The program goes beyond a standard teacher education curriculum. Students participate in seminars and meetings about race and class, issues affecting students of color, and how white privilege influences education.
Muñoz said she is one of three African American women in her school.
When talking about being a teacher of color in Portland, she repeats a line from a spoken word she performed for staff.
“If you want to know how hard it is to walk down these hallowed halls, look around you and see how many teachers of color are standing next to you,” Muñoz said.
For Muñoz, having more teachers of color should be a priority. But districts should make sure all teachers respect, support and build relationships with every student.
“It’s about having teachers who are well trained, who get it about equity, who are seeking to be lifelong learners and who are about excellence and who put children first,” Muñoz said.
On new school funding
Muñoz received $5,000 for being named Oregon Teacher of the Year.
Franklin High School received a matching $5,000 as well. But that’s nothing compared to the additional funding schools have coming later this year.
In 2020, school districts around Oregon will begin to see new funding from a business tax as part of the Student Success Act, a bill passed during the 2019 state legislative session.

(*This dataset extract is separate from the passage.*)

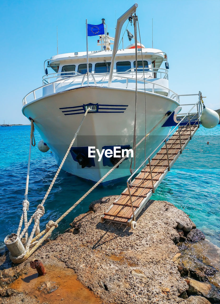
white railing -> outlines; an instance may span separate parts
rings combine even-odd
[[[106,86],[107,86],[107,83],[108,81],[108,77],[107,77],[107,76],[108,76],[108,74],[107,74],[106,73],[104,74],[102,73],[94,74],[93,73],[89,73],[89,83],[87,83],[86,85],[85,85],[97,86],[96,80],[96,78],[98,77],[99,78],[100,77],[101,78],[100,79],[99,79],[99,83],[98,85],[99,86],[102,86],[105,83],[107,85]],[[39,88],[38,88],[30,92],[28,94],[27,94],[26,95],[22,101],[23,105],[23,106],[27,104],[27,98],[31,95],[33,95],[33,98],[32,98],[32,100],[31,101],[32,101],[33,100],[36,100],[36,99],[38,99],[38,98],[41,98],[43,96],[47,96],[51,94],[60,92],[68,90],[68,88],[67,88],[66,87],[64,88],[63,88],[62,91],[62,87],[61,87],[60,86],[56,85],[57,85],[58,84],[59,85],[60,84],[61,84],[62,85],[64,83],[66,83],[68,84],[68,85],[70,88],[71,87],[71,86],[72,86],[72,87],[71,87],[72,88],[74,88],[72,87],[72,86],[74,86],[75,87],[82,87],[83,86],[84,82],[86,81],[87,82],[87,77],[86,78],[86,75],[87,74],[77,74],[70,77],[68,76],[67,78],[60,77],[59,79],[58,79],[55,81],[41,86],[41,87],[40,87]],[[90,77],[89,76],[90,76]],[[129,89],[131,90],[135,89],[133,88],[132,87],[132,85],[131,85],[132,84],[133,86],[134,81],[134,80],[135,80],[135,78],[132,77],[128,77],[128,75],[127,76],[125,75],[123,76],[121,75],[119,75],[117,73],[115,73],[115,74],[113,75],[112,78],[112,82],[113,83],[113,86],[115,88],[118,87],[120,88],[123,88],[123,87],[122,87],[121,84],[120,83],[120,81],[122,79],[124,79],[126,80],[126,88],[124,88]],[[106,78],[107,79],[106,79]],[[85,80],[85,79],[86,80]],[[118,87],[115,86],[115,85],[117,83],[117,81],[119,83],[120,83],[120,85]],[[100,83],[101,81],[102,81],[102,82]],[[73,83],[73,82],[75,83]],[[142,86],[142,87],[138,88],[138,91],[144,91],[144,88],[143,85],[144,82],[145,83],[145,85],[146,84],[147,85],[148,87],[148,87],[146,88],[146,91],[147,92],[153,93],[156,93],[157,92],[158,93],[160,92],[160,90],[161,92],[165,92],[166,93],[167,93],[167,97],[172,98],[172,99],[175,100],[176,101],[178,102],[178,94],[176,93],[166,87],[162,85],[157,84],[153,81],[147,80],[146,78],[145,79],[141,78],[138,78],[138,84],[141,84],[143,85]],[[51,88],[51,90],[49,89],[49,92],[47,92],[47,94],[46,94],[45,93],[45,92],[44,92],[44,94],[43,94],[43,89],[45,89],[47,87],[49,86],[50,86]],[[42,90],[42,93],[39,95],[40,91],[41,90]],[[37,97],[36,96],[36,93],[37,93]]]
[[[163,69],[161,67],[144,67],[145,76],[146,76],[146,78],[157,78],[157,79],[163,79],[168,80],[168,71],[166,69]],[[142,67],[138,67],[137,69],[138,74],[141,74],[143,75]],[[132,77],[135,75],[135,67],[132,67],[129,69],[124,72],[115,72],[113,75],[121,75],[123,74],[126,74],[129,73],[131,74]],[[106,73],[95,73],[96,74],[102,74],[103,75],[106,75]],[[109,73],[107,73],[108,75]],[[151,74],[151,75],[149,75]],[[76,75],[82,75],[80,73],[77,72],[72,71],[71,72],[60,72],[59,73],[51,73],[47,75],[44,75],[42,77],[43,84],[47,85],[48,83],[51,83],[53,81],[60,79],[63,79],[64,78],[68,78],[70,77],[75,76]],[[84,74],[82,74],[84,75]],[[53,78],[54,79],[53,81],[51,81]]]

For PPS, the state's largest district, the tax will send an estimated $39 million from the state. The money must be spent on providing mental health resources or serving underrepresented student groups.
Muñoz said Franklin teachers discussed the funding at a staff meeting in the fall. She said staff focused on a couple of main ideas: smaller class sizes and more mental health specialists.
“We have two school psychologists to serve 2,000 kids,” Muñoz said.
Muñoz said she and her husband have talked about using her Teacher of the Year money to pay off debt and try to buy their family’s first home.
When it comes to spending Student Success Act funds, Muñoz wants to see Oregon schools focus on families too. She supports expanded access to pre-kindergarten and education opportunities for parents.
In a more general sense, Muñoz hopes this funding does more for current and future generations.
“Sometimes we are taking resources and we are kind of throwing them at the students, but I think you have to look at familial context,” Muñoz said. “How can we help engage parents? How can we support them?”
In Portland specifically, Muñoz said district officials need to take time to engage communities that may feel left behind and rebuild relationships.
“Families that are historically underserved and who have been very scarred by some of the actions of Portland Public Schools," Muñoz said, "if you want them to be true stakeholders and show up and be empowered to show up for their kids, then there's going to have to be some repairs and reconciliation.”